Aeri pergi ke rumah Sungmin sambil menangis. Begitu Sungmin membuka pintu, Aeri langsung memeluknya. Yunho dan Changmin keluar untuk melihat siapa yang datang. Mereka terkejut melihat Aeri menangis sambil memeluk Sungmin.
"Aeri-ya?" panggil Yunho.
Aeri melepaskan pelukannya pada Sungmin, dan memandang Yunho.
"Yunho-ya, aku membencimu."
Yunho tertegun. Perlahan dia melangkah keluar. Tangan Sungmin yang menahannya dia kibaskan. Yunho pergi dengan hati yang hancur.
"Padahal Sungmin hyung tidak bersalah atas kejadian itu. Yunho hyung juga. Malam itu hanya sebuah kesalahpahaman. Kenapa mereka berdua harus saling diam seperti sekarang?" Changmin menyatakan penyesalannya.
"Sungmin ssi mengkhianati Yunho oppa."
"Itu tidak benar, Soojung-a. Sejak awal mereka bertiga bersahabat.
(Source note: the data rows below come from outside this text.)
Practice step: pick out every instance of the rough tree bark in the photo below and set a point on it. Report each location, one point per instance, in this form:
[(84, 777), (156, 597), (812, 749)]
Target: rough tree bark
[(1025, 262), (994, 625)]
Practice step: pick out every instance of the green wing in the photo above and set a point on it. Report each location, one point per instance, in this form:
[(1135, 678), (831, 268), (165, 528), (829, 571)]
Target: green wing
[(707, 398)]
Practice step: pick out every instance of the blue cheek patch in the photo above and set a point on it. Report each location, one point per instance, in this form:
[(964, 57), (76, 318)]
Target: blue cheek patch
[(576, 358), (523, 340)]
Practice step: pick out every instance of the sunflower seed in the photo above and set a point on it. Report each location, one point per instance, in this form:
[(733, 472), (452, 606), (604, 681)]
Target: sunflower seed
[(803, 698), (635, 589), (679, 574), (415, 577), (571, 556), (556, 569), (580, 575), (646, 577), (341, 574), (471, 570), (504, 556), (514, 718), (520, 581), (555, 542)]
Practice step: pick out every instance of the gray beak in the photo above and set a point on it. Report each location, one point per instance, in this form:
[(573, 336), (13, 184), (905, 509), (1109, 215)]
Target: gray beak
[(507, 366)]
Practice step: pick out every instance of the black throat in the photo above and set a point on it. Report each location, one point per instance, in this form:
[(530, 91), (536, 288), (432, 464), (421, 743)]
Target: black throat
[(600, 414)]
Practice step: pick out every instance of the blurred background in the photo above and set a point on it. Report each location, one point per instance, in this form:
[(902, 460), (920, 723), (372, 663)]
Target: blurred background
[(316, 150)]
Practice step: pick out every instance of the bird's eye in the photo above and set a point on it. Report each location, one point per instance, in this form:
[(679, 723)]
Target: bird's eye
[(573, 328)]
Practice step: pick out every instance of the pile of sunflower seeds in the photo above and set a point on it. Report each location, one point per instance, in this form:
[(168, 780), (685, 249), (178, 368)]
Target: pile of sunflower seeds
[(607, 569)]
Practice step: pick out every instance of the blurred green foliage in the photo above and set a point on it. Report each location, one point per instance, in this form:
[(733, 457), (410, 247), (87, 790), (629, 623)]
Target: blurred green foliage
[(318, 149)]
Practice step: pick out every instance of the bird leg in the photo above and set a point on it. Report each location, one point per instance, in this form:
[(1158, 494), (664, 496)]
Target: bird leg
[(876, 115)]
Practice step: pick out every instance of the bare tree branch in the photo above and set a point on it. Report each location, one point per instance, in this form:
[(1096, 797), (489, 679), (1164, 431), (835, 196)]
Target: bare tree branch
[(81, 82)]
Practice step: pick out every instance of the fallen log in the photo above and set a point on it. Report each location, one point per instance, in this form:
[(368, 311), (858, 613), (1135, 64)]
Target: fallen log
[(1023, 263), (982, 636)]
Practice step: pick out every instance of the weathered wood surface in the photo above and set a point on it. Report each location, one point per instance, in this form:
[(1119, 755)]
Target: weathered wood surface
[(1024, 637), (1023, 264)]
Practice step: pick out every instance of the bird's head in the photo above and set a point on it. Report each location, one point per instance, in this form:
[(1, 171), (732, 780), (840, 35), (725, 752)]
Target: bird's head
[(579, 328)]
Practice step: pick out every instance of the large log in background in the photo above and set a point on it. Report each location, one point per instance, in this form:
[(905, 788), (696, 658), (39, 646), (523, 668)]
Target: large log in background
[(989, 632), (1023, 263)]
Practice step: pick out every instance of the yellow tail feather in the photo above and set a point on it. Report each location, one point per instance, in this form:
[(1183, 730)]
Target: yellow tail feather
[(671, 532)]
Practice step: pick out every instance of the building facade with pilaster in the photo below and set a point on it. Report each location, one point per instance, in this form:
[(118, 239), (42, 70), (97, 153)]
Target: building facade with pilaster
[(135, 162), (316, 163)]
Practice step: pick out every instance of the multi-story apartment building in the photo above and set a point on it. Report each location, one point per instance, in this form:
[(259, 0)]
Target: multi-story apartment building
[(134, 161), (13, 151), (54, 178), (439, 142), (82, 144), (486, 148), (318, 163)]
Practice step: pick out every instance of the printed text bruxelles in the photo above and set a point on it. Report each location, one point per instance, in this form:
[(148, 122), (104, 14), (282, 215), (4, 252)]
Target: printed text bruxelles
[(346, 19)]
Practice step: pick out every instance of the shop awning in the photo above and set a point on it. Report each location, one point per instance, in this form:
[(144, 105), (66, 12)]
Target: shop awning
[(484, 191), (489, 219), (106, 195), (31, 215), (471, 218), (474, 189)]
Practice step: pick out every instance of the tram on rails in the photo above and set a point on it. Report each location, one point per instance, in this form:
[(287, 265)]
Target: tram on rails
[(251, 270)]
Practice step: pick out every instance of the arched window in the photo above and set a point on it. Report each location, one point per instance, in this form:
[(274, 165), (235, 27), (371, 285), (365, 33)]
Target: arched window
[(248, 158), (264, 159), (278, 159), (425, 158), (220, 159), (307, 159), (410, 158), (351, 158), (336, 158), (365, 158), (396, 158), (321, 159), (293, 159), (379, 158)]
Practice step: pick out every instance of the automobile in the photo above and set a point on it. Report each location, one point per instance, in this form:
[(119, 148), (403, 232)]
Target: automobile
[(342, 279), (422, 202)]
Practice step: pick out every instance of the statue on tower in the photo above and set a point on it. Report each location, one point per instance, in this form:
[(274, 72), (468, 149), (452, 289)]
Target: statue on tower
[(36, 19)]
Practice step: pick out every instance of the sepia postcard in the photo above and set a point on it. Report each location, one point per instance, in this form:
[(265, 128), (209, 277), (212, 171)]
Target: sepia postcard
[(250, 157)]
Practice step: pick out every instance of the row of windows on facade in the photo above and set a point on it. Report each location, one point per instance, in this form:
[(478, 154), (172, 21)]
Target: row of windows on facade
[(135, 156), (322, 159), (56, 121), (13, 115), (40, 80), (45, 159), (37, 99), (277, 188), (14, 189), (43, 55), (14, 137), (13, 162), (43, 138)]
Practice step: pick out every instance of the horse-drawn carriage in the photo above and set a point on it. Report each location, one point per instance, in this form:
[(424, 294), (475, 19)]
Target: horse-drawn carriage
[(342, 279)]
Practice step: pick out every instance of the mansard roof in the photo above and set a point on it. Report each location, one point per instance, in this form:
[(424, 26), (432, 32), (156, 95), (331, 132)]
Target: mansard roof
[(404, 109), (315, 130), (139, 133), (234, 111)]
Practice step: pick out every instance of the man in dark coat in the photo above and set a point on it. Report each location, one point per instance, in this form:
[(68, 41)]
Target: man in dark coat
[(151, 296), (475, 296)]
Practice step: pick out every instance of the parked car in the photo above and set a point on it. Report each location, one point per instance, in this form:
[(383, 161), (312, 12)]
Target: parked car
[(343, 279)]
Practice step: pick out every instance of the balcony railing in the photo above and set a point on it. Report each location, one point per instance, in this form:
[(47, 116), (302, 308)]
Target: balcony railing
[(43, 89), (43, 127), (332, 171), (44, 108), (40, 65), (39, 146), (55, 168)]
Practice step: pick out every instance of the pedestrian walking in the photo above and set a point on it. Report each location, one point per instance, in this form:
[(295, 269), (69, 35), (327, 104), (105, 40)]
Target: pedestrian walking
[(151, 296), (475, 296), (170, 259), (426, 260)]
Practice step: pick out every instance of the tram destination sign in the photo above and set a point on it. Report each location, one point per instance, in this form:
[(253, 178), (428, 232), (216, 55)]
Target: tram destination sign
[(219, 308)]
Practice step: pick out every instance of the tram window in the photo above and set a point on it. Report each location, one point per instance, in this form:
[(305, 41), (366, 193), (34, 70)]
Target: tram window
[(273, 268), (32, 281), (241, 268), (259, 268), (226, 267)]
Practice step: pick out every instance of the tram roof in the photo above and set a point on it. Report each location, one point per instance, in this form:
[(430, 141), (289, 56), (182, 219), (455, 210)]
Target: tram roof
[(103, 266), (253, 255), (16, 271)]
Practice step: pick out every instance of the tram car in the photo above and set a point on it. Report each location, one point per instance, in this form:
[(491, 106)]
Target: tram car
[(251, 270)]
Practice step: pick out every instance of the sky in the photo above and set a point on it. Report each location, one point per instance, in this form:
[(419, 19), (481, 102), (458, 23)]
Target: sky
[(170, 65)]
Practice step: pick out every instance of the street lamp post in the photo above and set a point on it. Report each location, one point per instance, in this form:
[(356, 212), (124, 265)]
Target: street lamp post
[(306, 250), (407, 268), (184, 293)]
Sungmin hyung juga sudah menegaskan kalau dia tidak memiliki perasaan apapun pada Aeri noona."
"Tapi Yunho oppa melihat Aeri eonni memeluk Sungmin ssi. Bukankah itu sangat menyakitkan?"
"Ya, Soojung-a, bukankah sebenarnya ibumulah yang menyebabkan semua ini?"
"Mwot? Umma? Kau kurang ajar sekali, oppa."
"Ne, bela saja ibumu terus. Kau memang anak mama."
Soojung berdiri. Nafasnya naik turun.
"Oppa, neo jjinjja.... Ah sudahlah, aku mau pulang!" Soojung benar-benar pergi. Changmin memandangi meja.
"Aigoo, setidaknya bayar dulu makanannya. Dasar tidak bertanggung jawab."
Changmin berjalan pulang sendirian. Dia melewati rumah Sungmin dan Jieun. Terdengar gelak tawa dari ruang keluarga. Sepertinya mereka berdua sedang melihat televisi bersama. Changmin berusaha keras untuk tidak berbelok dan bergabung dengan mereka.
"Tidak bisa, jarang sekali mereka bisa berkumpul berdua seperti ini. Lebih baik aku pulang dan mengerjakan skripsiku," gumam Changmin.
Saat mendekati gerbang rumah keluarga Jung, Changmin melihat Soojung sedang berjongkok di samping pintu sambil mengusap-usapkan kedua tangannya.
"Soojung-a? Sedang apa?" sapanya. Soojung langsung berdiri.
"Appa dan Umma sudah pulang. Aku kan tidak boleh keluar malam sendirian. Kalau aku pulang sendiri, mereka pasti marah. Karena itu aku menunggumu, oppa," jelas Soojung.
"Ayolah, kita masuk. Di sini dingin."
Soojung tersenyum manis. "Oppa..." gumamnya.